The report defines leaders as organisations that have achieved excellence in the six key areas of data classification, aggregation, quality, analysis skills, analysis tools and monitoring. 

Findings show that data leaders report launching nine new products per year that wouldn’t be possible without their data innovation capabilities, compared to the beginner’s average of three new products per year. 

They are also more likely to report that applying data innovation to sales, marketing and customer service/support has contributed to increasing customer lifetime value (49%, versus 30% of beginners). In addition, data leaders are more resilient and quicker to identify and remediate security incidents by 11%.

Also, data leaders are 5.7 times as likely to say their organisation almost always makes better decisions than competitors. They are 4.5 times as likely to believe their organisation is in a very strong position to compete and succeed in their markets over the next few years.

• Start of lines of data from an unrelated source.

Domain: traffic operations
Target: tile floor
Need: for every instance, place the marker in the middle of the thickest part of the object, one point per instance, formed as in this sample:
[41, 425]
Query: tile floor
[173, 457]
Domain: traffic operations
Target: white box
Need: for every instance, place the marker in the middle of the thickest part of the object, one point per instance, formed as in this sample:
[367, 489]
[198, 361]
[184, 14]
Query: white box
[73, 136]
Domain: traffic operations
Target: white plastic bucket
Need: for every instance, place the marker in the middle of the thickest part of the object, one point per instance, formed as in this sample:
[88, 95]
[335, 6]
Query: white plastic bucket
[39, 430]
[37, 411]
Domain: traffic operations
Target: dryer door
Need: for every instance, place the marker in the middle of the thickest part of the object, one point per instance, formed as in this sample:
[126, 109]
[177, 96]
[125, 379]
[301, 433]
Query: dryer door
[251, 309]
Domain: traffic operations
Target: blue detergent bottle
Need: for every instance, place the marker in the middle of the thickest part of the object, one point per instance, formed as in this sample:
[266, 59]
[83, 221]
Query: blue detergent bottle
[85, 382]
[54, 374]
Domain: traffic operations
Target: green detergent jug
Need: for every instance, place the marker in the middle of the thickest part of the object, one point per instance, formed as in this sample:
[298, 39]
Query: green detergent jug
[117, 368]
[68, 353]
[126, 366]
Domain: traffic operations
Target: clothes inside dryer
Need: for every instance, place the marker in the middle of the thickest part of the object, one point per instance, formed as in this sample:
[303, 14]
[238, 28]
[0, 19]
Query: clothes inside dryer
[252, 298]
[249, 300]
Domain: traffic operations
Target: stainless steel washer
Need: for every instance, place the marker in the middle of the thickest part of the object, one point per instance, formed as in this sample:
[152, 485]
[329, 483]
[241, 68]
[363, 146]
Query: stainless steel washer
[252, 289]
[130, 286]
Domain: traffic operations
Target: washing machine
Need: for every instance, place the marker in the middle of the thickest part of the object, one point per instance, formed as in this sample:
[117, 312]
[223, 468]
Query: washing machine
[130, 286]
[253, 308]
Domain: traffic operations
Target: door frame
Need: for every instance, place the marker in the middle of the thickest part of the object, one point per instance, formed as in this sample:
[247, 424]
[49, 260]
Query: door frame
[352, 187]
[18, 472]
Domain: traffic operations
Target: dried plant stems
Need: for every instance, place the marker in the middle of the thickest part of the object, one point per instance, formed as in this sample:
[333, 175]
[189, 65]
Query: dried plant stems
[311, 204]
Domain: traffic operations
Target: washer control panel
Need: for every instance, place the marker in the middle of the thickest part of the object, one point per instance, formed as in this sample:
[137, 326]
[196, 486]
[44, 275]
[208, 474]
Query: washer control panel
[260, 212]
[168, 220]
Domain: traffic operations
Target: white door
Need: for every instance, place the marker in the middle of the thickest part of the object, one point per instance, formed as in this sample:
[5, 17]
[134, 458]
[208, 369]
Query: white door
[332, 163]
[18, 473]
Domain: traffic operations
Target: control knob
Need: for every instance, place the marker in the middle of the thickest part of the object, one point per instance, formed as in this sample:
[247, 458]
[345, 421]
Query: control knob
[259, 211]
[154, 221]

Further, data leaders are proactively operationalising and monetising their data. They have operationalised 38% more of their data assets while also deriving 2.3 times as much of their revenue via data monetisation.

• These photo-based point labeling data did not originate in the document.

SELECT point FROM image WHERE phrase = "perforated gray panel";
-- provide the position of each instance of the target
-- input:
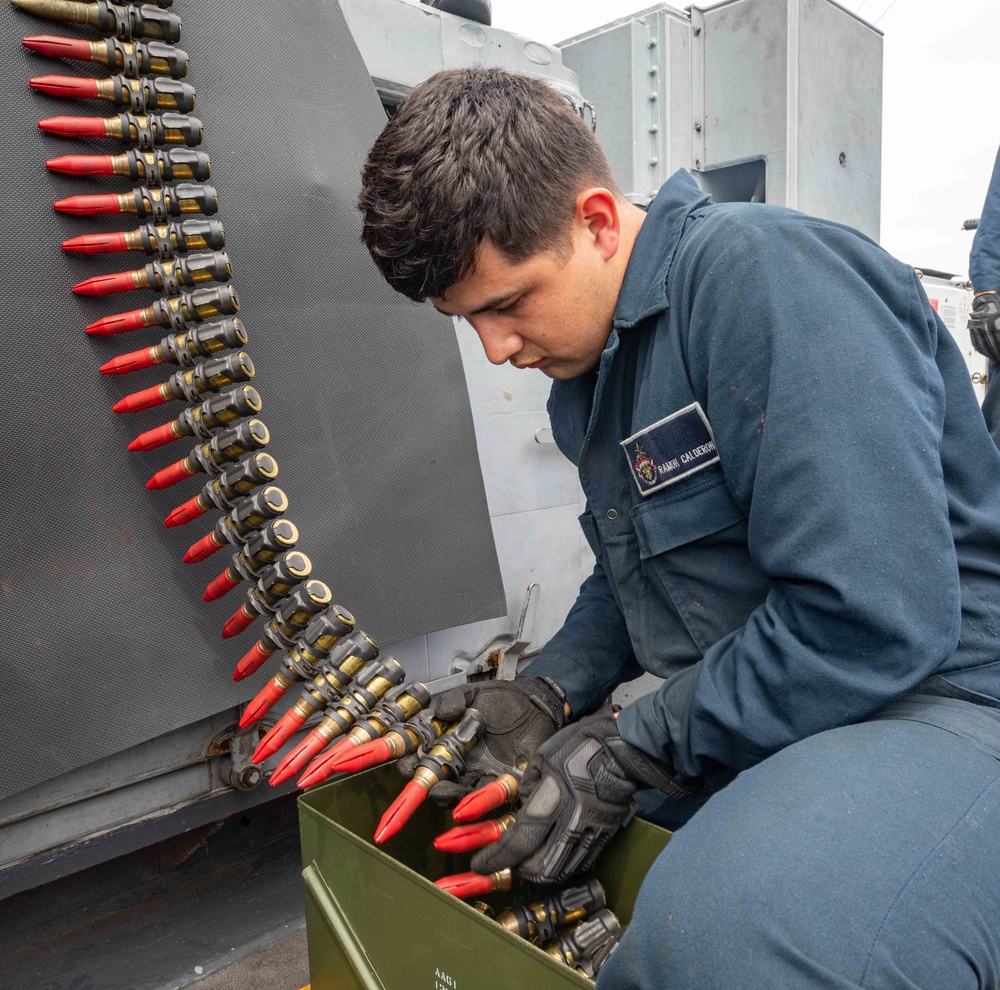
(106, 641)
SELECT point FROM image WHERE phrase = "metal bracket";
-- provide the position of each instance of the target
(239, 744)
(499, 658)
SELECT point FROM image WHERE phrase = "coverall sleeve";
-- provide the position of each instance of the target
(591, 654)
(984, 258)
(817, 351)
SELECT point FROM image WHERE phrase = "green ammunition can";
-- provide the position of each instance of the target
(375, 923)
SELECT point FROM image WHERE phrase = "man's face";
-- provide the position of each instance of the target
(551, 312)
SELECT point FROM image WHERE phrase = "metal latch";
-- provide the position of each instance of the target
(501, 655)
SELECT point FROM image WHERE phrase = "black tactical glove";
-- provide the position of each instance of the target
(519, 716)
(575, 795)
(984, 324)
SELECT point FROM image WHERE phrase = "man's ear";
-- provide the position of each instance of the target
(597, 214)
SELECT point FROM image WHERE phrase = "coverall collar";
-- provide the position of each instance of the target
(644, 288)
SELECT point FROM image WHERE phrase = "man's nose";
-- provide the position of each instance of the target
(500, 344)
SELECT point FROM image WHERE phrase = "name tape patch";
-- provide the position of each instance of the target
(670, 449)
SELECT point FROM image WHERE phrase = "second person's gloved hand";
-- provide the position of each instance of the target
(984, 324)
(518, 717)
(575, 795)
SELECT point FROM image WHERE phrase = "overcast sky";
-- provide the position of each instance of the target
(940, 104)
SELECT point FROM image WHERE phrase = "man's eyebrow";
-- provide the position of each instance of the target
(498, 302)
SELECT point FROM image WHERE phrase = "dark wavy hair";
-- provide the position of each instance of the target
(473, 154)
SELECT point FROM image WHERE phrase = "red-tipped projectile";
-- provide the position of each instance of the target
(51, 44)
(261, 705)
(74, 127)
(97, 244)
(152, 439)
(170, 475)
(241, 619)
(184, 513)
(400, 811)
(466, 838)
(480, 802)
(357, 758)
(82, 165)
(76, 87)
(90, 205)
(105, 285)
(298, 758)
(466, 885)
(342, 745)
(119, 323)
(283, 730)
(218, 587)
(144, 399)
(201, 550)
(133, 361)
(253, 658)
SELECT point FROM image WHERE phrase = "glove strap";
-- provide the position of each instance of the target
(645, 770)
(547, 695)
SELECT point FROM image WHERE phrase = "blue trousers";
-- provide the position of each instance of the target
(866, 856)
(991, 402)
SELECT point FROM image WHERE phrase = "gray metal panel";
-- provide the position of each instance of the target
(404, 41)
(107, 640)
(770, 90)
(848, 189)
(637, 73)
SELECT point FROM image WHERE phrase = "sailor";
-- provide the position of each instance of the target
(794, 505)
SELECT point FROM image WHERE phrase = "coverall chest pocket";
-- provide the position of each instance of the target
(693, 550)
(589, 527)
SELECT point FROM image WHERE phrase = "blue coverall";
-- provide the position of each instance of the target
(984, 271)
(801, 536)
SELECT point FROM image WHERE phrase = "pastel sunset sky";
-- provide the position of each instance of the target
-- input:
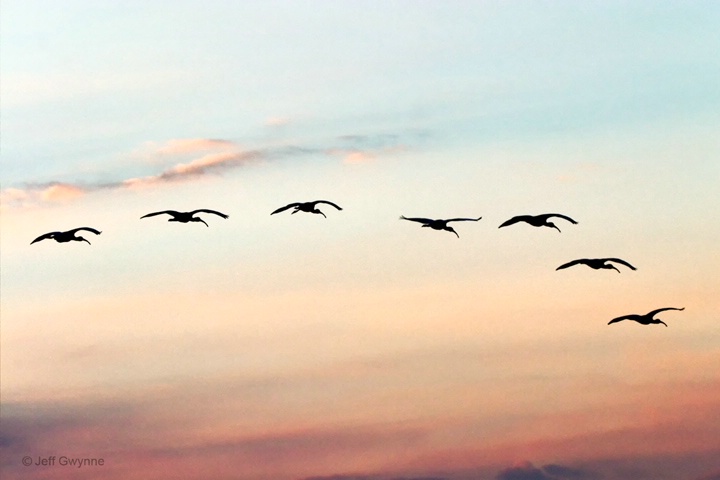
(360, 346)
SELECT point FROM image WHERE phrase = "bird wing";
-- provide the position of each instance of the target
(570, 264)
(624, 317)
(282, 209)
(45, 236)
(514, 220)
(329, 203)
(548, 215)
(655, 312)
(208, 211)
(96, 232)
(169, 212)
(620, 260)
(463, 220)
(416, 219)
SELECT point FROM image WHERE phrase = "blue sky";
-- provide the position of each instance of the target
(359, 345)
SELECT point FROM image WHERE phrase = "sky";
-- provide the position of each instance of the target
(359, 346)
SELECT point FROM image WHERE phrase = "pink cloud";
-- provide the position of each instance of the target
(277, 121)
(61, 192)
(192, 145)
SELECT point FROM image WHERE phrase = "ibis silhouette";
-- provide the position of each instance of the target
(69, 236)
(646, 319)
(597, 263)
(537, 220)
(308, 207)
(439, 224)
(185, 217)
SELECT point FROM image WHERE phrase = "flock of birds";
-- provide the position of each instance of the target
(435, 224)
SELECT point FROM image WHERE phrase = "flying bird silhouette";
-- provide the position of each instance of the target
(69, 236)
(440, 224)
(538, 220)
(646, 319)
(309, 207)
(597, 263)
(185, 217)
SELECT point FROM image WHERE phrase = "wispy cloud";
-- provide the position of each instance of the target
(207, 164)
(196, 158)
(193, 145)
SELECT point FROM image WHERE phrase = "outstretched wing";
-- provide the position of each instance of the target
(514, 220)
(416, 219)
(169, 212)
(655, 312)
(282, 209)
(96, 232)
(570, 264)
(463, 220)
(329, 203)
(45, 236)
(624, 317)
(205, 210)
(565, 217)
(621, 261)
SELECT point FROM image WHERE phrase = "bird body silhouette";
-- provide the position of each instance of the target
(537, 220)
(646, 319)
(68, 236)
(308, 207)
(439, 224)
(597, 263)
(185, 217)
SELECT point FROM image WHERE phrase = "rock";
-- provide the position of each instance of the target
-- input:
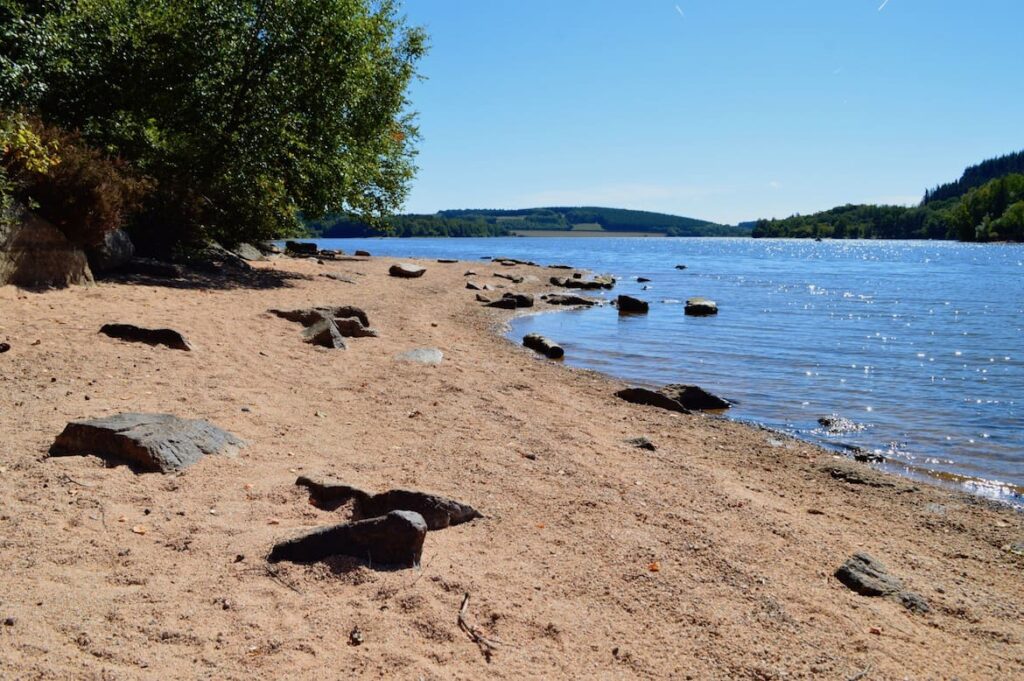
(352, 328)
(337, 278)
(249, 252)
(693, 397)
(406, 270)
(34, 253)
(543, 345)
(513, 300)
(300, 249)
(395, 539)
(423, 355)
(631, 305)
(560, 299)
(114, 251)
(129, 332)
(700, 307)
(310, 315)
(650, 398)
(642, 442)
(324, 333)
(838, 425)
(913, 602)
(152, 267)
(438, 512)
(867, 577)
(148, 442)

“Data-driven innovation gives you a massive edge,” said Ammar Maraqa, chief strategy officer, Splunk. “Organisations that prioritise investments in collecting and using their data have full visibility into their digital systems and business performance, which makes it easier to adapt and respond to disruptions, security threats and changing market conditions.”

Despite the high demand for data innovation adoption, organisations in Singapore are still trying to harness the power of data to drive business growth or reshape how they do things today. 

To counter the global talent shortage, organisations are required to focus on internal reskilling while looking for talents with data skills.

In Singapore, 85% of organisations rated the importance of uncovering and better operationalising data as one of their top 10 priorities, and 65% shared that data has helped them make better decisions faster compared to their peers. Firms are said to have benefitted the most from customer data (31%) and Financial data (29%). 

Over 60% of respondents also shared that at least 20% of the organisation’s total revenue comes from its data-driven services and products.

When it comes to innovating with data, 34% of companies responded that it’s hard to coordinate all the teams needed to advance an idea, and 37% shared that data does not have the quality or format to support innovation practices.

Also, 68% of organisations also shared that retaining individuals with the desired data-centric skills has been challenging.

To address the situation, organisations in Singapore have taken steps toward training and nurturing talents that help drive data innovation (15%), placing more emphasis on increased data-centric training/certifications (55%).